During her high school career, she took some college-level classes at her school and during the summer at McHenry County College.
Over the weekend, she walked the graduation stage twice and received both a high school degree and an associates degree. Ahead of her two graduations, Virani said on Friday she felt relieved. With many of her general education classes in college already done - as well as money saved - she said it was a lot of hard work to get to this point.
“It doesn’t feel real to me,” she said. “It hasn’t hit me yet. But I’m super thankful.”
Virani is one of 21 students in Woodstock School District 200 who received an associates degree along with their high school degree over the weekend thanks to the dual degree program offered through the district.
With dual credit on the rise in McHenry County in recent years, District 200 is seeing a lot of interest from students.
This year’s graduating class, totaling 474 students, had nearly half with at least 12 college credit hours obtained through the district’s dual credit program, Superintendent Mike Moan said. Of those, 21 received enough credits to get an associates degree.
“It doesn’t feel real to me. It hasn’t hit me yet. But I’m super thankful.”— Woodstock High School graduate Alisha Virani
“It’s amazing the doors that can open to [students],” Moan said. “Students and staff put a lot of hard work in.”
The program is one offered in partnership with District 200 and McHenry County College, according to a news release from District 200. What started as a concept or idea that looked good on paper has grown into a fully fledged program that is now being realized for the first time, Moan said.
Officials at MCC said they plan to release more information on this year’s class later in the week.
This year’s class earned an average of 69 college credits throughout high school, and most will be enrolling in a four-year university as a junior this upcoming fall, according to the release.
Behind this year’s class is more to come, Moan said.

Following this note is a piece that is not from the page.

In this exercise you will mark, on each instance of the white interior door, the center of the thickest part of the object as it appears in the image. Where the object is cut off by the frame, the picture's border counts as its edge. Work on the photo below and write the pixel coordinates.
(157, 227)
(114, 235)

“When you start compounding that, that’s a huge savings for somebody.”— Woodstock School District 200 Superintendent Mike Moan on the cost-savings of dual credit
Both the number of students with 12 hours, as well as the total graduating with an associates degree should increase in the coming years. District 200 now has 132 students enrolled in the dual degree program, with the class of 2026 expected to have 45 graduates, according to the release.
Jillian Barry, science department chair at Woodstock North High School, and a dual credit human biology instructor, said she thinks the dual credit program gives students an opportunity to explore other career paths they might not otherwise have been exposed to. It also opens the door to pursing things like double majors once in college.
This year, she had three sections of kids with 28 students each – up from two last year. While she expects to have a similar amount of students next year, the different kinds of dual credit classes offered should expand.
“It’s really growing,” she said.
Across McHenry County, students taking dual credit is up by 600% since 2015, with more than 4,400 students enrolled this past year.
District 200 offered 37 courses this school year, which is up from eight a few years ago. In 2019 and 2020, the district had fewer than 200 students taking dual credit. This past year they had more than 800.
In addition to providing students the chance to explore their interests, it also gives them flexibility to potentially take a different path post-high school, such as delaying college for a gap year, or to work, Moan said. It can also help students graduate faster.
Above all else, officials including Moan have touted the cost-savings associated with dual credit programs. With many students nowadays taking out student loans, it can mean savings thousands.
“When you start compounding that, that’s a huge savings for somebody,” Moan said.